Tinklenberg, a transportation advocate and former Minnesota Department of Transportation commissioner and Blaine mayor, said Highway 10 should really be three lanes in each direction in this area and interchanges are also needed at Sunfish Lake and Ramsey boulevards in Ramsey and Thurston Avenue in Anoka. Fairoak Avenue would become an overpass and service road improvements would happen when the Thurston Avenue overpass comes in.
Anoka Mayor Phil Rice remembers when the city of Anoka on its own dime built a bridge over the railroad tracks on Thurston Avenue over 20 years ago. Although that bridge has helped the adjacent industrial park, the Thurston Avenue interchange at Highway 10 would help even more. There is no way it will happen without partnerships between different levels of government from the city to the county to the federal government.
“We can’t afford to build a bridge without partners,” Rice said.

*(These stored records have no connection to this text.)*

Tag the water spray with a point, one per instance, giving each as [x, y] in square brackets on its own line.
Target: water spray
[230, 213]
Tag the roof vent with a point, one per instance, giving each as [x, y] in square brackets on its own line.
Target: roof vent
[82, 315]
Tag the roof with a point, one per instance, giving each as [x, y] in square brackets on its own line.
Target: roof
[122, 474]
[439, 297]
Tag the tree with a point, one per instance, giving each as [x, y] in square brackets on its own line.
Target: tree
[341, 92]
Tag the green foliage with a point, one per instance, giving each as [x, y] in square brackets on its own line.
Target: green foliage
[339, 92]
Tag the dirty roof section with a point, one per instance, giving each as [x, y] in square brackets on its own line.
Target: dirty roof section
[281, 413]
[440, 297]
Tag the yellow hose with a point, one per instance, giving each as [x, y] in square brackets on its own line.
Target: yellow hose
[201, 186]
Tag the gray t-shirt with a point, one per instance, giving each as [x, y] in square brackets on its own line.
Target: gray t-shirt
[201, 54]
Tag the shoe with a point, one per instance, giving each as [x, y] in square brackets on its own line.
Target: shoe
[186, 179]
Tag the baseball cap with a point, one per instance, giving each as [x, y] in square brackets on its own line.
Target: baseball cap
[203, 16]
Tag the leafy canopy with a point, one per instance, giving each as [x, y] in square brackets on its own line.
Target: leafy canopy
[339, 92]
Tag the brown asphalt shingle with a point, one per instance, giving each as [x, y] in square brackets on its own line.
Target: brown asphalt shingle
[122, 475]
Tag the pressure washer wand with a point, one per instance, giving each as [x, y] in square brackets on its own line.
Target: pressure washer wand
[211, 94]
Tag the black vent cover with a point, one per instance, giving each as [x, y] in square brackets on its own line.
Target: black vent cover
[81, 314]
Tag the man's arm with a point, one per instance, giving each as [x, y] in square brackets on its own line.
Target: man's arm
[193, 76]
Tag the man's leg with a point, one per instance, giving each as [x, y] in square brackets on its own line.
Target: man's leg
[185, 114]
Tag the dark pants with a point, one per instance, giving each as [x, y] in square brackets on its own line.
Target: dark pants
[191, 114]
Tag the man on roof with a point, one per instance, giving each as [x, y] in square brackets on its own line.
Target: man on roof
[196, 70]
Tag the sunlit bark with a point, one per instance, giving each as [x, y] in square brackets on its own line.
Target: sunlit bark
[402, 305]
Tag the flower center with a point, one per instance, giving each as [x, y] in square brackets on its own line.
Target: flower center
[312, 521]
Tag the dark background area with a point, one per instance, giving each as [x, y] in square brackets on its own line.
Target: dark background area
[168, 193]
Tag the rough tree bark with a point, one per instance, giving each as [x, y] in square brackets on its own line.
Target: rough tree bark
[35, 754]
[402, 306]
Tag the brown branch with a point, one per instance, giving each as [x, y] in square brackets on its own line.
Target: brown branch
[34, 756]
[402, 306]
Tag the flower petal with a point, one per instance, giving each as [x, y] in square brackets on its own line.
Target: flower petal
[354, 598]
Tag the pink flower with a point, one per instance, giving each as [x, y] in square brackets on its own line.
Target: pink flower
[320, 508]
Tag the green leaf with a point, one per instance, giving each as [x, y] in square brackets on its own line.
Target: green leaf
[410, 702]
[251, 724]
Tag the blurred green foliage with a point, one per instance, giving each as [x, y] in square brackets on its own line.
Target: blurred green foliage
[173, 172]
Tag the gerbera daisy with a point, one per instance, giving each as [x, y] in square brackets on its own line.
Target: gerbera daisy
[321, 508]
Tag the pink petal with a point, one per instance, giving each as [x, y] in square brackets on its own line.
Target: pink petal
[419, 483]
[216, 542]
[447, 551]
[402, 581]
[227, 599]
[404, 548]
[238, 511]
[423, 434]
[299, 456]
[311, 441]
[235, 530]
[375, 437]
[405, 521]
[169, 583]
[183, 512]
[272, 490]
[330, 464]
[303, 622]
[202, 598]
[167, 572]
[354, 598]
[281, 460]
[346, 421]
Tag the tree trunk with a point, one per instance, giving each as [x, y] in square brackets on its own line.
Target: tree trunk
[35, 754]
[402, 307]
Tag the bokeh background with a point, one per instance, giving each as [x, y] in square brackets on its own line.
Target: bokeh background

Klobuchar said congressional earmarks are no longer allowed and instead individual representatives must advocate for specific projects. She has already spoken with Ray LaHood, U.S. Secretary of Transportation, about the need for funding improvements on Highway 10 and she asked the new secretary of transportation nominee Anthony Foxx about Highway 10 and the I-94 bottleneck in Rogers during a congressional nomination hearing. She hopes Foxx or one of his top assistants can visit the Twin Cities north metro in the next year.
“I really think that this area is where we need to be targeting funding for transportation right now in the metro,” Klobuchar said.